Kids Safety Network

Parents Are Holding ‘Chickenpox Parties’ To Infect Their Children With The Virus

While some parents go out of their way to prevent their children from contracting chickenpox, a group in Boulder, Colorado, is doing the exact opposite – as they are arranging ‘chickenpox parties’ to deliberately infect their children with the virus.

This technique was reportedly used by families decades ago, before the varicella zoster vaccine was released in 1995, in an attempt to ‘naturally’ build up their kids’ immunity to viruses.

The vaccine offers a far less arduous and less risky alternative: a dead or weakened form of the virus is injected into a child, which stimulates antibodies to recognize the virus without making them sick.

But as the state’s thriving anti-vaccination movement gains steam, more and more are not vaccinating – and the trend of pox parties is making a resurgence, according to a report by

The group now also claim to be following advice from ‘a friend that works at the CDC’ and ‘the UK’s NHS’, despite the fact that both the CDC and the NHS advise against this very approach.

There are options for these “parties”. Either the child can simply spend time with infected people, or they can be ‘tented’ – putting them in a very small space filled with exhaled air for 30 minutes.

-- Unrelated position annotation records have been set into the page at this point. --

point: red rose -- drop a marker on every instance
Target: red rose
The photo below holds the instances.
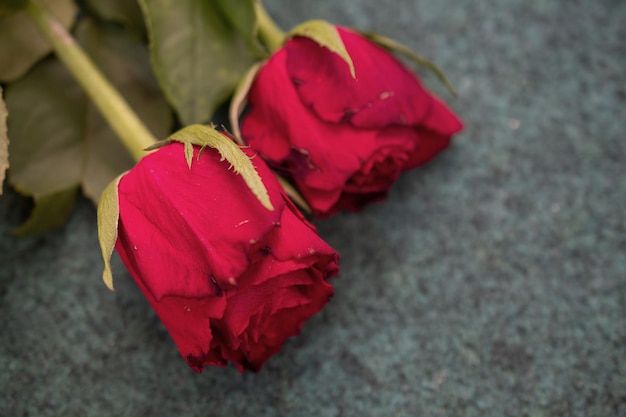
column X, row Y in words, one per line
column 344, row 141
column 229, row 279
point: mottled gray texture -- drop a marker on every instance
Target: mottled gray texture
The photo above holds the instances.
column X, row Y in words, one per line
column 492, row 282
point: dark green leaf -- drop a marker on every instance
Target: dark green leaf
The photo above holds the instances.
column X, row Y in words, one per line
column 21, row 44
column 50, row 212
column 197, row 54
column 60, row 141
column 242, row 17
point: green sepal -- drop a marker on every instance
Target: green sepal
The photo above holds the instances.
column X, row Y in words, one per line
column 241, row 164
column 4, row 140
column 395, row 46
column 108, row 217
column 240, row 98
column 327, row 36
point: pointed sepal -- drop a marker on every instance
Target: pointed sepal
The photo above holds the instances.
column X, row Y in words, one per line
column 240, row 99
column 203, row 136
column 327, row 36
column 4, row 141
column 108, row 216
column 395, row 46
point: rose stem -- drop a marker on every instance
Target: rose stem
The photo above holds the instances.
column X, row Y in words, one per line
column 269, row 32
column 130, row 130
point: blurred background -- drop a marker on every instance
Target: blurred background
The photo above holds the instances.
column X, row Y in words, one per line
column 492, row 282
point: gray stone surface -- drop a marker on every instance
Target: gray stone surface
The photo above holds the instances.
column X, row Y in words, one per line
column 492, row 282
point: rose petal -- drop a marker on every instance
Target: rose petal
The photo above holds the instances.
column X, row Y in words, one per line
column 384, row 92
column 184, row 235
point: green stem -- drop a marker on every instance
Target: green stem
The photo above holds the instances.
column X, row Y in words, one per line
column 269, row 31
column 131, row 131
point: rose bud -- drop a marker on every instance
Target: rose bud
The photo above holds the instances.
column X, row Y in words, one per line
column 230, row 279
column 343, row 133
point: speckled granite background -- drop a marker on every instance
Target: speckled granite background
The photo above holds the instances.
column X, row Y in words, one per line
column 491, row 283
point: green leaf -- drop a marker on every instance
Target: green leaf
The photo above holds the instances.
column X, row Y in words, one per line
column 197, row 55
column 126, row 12
column 204, row 136
column 4, row 141
column 60, row 141
column 21, row 44
column 50, row 212
column 242, row 17
column 395, row 46
column 327, row 36
column 108, row 216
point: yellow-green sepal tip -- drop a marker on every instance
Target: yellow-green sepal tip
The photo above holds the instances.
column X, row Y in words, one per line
column 108, row 217
column 327, row 36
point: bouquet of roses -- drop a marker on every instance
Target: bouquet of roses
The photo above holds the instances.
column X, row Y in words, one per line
column 209, row 221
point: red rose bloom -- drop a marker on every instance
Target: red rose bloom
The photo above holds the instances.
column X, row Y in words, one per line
column 229, row 279
column 344, row 141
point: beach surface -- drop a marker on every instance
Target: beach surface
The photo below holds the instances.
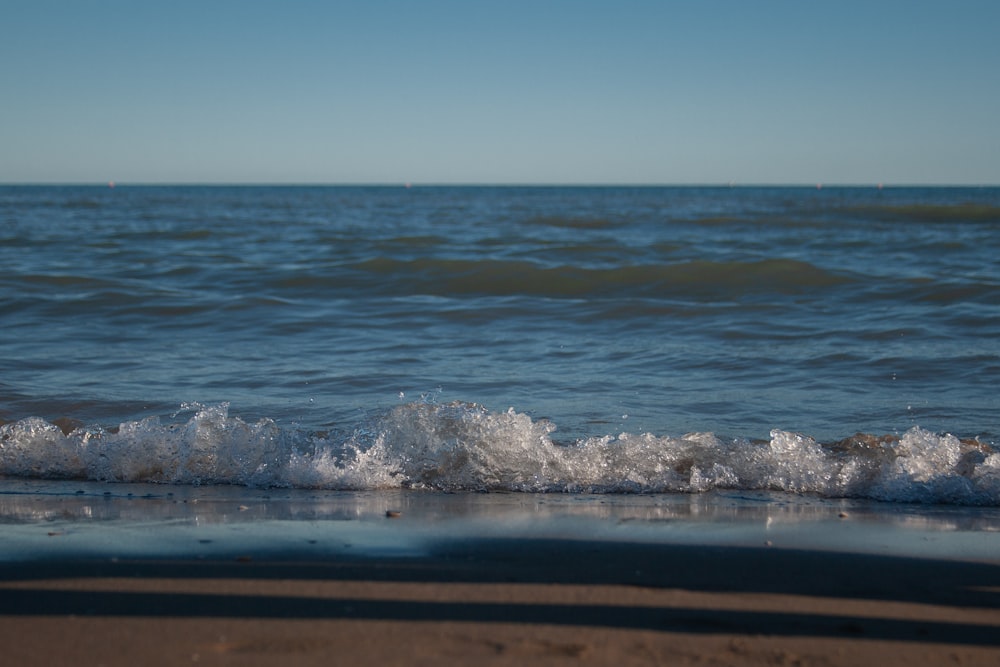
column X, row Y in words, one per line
column 135, row 574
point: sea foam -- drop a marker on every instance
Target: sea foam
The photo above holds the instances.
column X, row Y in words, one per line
column 465, row 447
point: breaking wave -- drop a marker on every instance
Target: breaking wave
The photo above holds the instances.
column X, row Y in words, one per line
column 466, row 447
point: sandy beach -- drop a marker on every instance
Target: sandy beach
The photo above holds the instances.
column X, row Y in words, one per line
column 506, row 595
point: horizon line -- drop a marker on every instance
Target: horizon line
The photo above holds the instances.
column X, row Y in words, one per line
column 512, row 184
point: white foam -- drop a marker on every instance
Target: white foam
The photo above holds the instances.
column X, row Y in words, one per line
column 464, row 446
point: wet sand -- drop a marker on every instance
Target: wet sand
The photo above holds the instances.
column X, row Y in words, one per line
column 467, row 593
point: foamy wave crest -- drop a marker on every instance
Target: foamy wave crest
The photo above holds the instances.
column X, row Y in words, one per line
column 464, row 446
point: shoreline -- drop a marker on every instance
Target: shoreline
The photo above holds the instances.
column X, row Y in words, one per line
column 126, row 574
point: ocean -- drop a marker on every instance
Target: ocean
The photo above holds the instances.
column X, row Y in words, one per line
column 834, row 342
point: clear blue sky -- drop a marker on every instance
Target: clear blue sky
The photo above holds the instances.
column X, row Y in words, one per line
column 482, row 91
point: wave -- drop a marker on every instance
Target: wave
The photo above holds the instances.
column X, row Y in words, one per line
column 504, row 277
column 465, row 447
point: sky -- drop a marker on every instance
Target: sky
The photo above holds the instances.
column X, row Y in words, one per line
column 501, row 92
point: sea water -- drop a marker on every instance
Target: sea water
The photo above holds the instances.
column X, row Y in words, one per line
column 839, row 342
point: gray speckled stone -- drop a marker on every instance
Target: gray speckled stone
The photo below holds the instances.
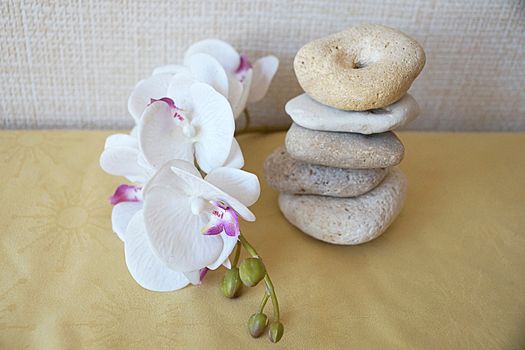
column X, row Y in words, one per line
column 286, row 174
column 344, row 150
column 347, row 221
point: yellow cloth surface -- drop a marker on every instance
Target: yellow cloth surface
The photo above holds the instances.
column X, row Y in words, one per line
column 449, row 273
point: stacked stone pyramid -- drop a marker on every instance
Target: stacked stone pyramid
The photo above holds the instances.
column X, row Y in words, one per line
column 336, row 172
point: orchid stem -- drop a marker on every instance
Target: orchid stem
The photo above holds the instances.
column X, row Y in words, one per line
column 237, row 254
column 263, row 302
column 270, row 290
column 246, row 123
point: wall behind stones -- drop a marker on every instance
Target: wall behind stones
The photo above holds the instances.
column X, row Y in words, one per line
column 72, row 64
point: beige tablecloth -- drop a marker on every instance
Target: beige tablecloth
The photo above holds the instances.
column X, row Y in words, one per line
column 449, row 273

A mother also said that: ‘Bonus for sharing snacks out of the same bowl. Also, bring the host mom something by way of thx. A casserole or tp or something!’

In essence, a bout of chickenpox and a vaccine do the same thing.

Both of these stimulate the body’s defense mechanism to recognize the virus and fight against it in the future, making secondary cases of chickenpox unlikely, and potentially lowering the risk of related viruses, like shingles.

The risk with chickenpox, though, is that the virus may develop into further complications, including pneumonia, encephalitis, and group A strep, all of which can prove fatal in vulnerable, developing young children.

Vaccines, meanwhile, are tested to ensure the lowest risk of complications.